I made a mistake taking too long over grouping the HMW notes - on reflection due to volume I should have de-duped them first, then grouped around big ideas and not worried about everything being in a group.
A pressure pot doomed for failure? Design sprint day two.
It's day two of our first design sprint at Tes, I was unconvinced of today's schedule, two and a half hours of putting people on the spot to give ad hoc lightening talks and capture the “big idea”. Is it fair to do this with no preparation?
The session started by prompting people to suggest products we could look at. To my surprise we very quickly listed out over 30 different products from many sectors that we might learn from.
Together we captured 40 ideas and used the full 2 and half hours.
The crazy 8s exercise pushed peoples creativity and forced faster thinking
At the end of the day we had 7 solution sketches all focused on our goal and sprint questions.
Decisions, Decisions. Day three of design sprint.
We kicked off the "art museum" task, where everyone reviews each solution sketch in silence.
time for the heat map excise
We moved swiftly on to the speed critique session
4 minutes per solution sketch
Straw poll was next
we rearranged the solutions sketches into "maybe later" and "winners". We discussed the option of a "rumble" or "all in one" prototype, i.e competing prototypes or all ideas in one prototype.
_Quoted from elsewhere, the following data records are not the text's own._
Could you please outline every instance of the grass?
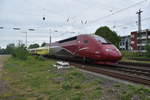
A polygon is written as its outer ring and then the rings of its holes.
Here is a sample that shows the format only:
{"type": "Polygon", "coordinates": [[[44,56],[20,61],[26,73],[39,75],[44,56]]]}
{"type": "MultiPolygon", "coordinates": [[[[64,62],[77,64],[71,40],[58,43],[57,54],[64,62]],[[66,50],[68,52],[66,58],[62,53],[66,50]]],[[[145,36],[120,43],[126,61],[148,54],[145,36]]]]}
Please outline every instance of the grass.
{"type": "Polygon", "coordinates": [[[55,63],[42,57],[9,58],[2,71],[7,91],[0,100],[150,100],[149,88],[114,83],[73,67],[58,70],[55,63]]]}
{"type": "Polygon", "coordinates": [[[10,58],[4,66],[3,80],[9,91],[4,100],[98,100],[100,80],[89,79],[75,68],[56,69],[54,60],[28,57],[10,58]]]}

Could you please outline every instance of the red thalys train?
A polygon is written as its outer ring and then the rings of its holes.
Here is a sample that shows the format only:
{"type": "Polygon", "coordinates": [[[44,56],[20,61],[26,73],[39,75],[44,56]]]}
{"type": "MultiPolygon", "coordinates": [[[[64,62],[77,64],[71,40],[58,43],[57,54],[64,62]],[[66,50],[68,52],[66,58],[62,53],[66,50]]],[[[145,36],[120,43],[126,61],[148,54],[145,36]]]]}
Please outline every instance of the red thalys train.
{"type": "Polygon", "coordinates": [[[112,64],[122,58],[111,42],[97,35],[82,34],[52,43],[49,47],[29,49],[32,54],[63,59],[78,59],[97,64],[112,64]]]}
{"type": "Polygon", "coordinates": [[[60,58],[82,58],[98,64],[116,63],[122,58],[120,51],[111,42],[89,34],[52,43],[50,55],[60,58]]]}

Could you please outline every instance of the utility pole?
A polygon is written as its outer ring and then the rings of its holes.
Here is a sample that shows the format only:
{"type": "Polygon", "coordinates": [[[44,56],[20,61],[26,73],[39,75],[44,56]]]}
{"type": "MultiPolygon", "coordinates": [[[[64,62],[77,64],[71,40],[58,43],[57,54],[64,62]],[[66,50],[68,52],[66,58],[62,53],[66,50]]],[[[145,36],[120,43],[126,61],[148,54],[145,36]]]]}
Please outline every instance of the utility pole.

The ideas were complimentary and fitted in one
I was worried the decision makers could theoretically choose 6 out of 7 solutions, thankfully 3 solutions were picked to prototype
Having an experienced UX researcher in the room helped shape the way forwards
One of the team raised a concern that around what happens to the ideas that did not win, or even the ideas from yesterday which were good but did not get sketched. It felt a waste to let these end up in the trash. The product manager in the room offered to capture these add them to the ideas pipeline. I might of missed it, but I don't remember this being mentioned in Jake Knapp's book "Sprint".
Building a prototype in one day
The sprint book suggests 90% of the time Keynote is a suitable tool
our testers were remote via video chat software. Keynote presented a few challenges, we couldn't just share a URL and have the tester share their screen via zoom
By 12 noon I realised we were not so efficient. We had no screens complete
We paused, disused a stitching the components together in Marval but the makers felt that was more work and they could go quicker doing it. They were confident they could do it. This approach wad in retrospect a mistake
I had not followed some processes I would have naturally used in such a situation. Instead I was so focused on design sprint process I forgot to do what I am good at
Day of reckoning, design sprint day 5
The test went incredibly well, it really helped that our interviewer was a ux researcher with a lot of experience running such tests. The rest of the sprint team created a lot of post it notes. Our observation board was split into 4 key questions and a misc area.
By the 3pm we had tested with a few more teachers, created a lot of observations and were ready to discuss our findings. We had unfortunately not managed to test with 5 teachers, but the patterns of learnings were conclusive
The team was in agreement. The patterns were very clear. Out of 4 key assumptions one was all red (negative), one was all green (positive), one was 50/50 and one was more red than green.
The product manager could prioritise high level focus towards our big goal, which previously was based on survey data that could have been interpreted to support the first assumption that was all red.
I started the design sprint journey as a nay sayer, because I misunderstood the process, now I am an advocate.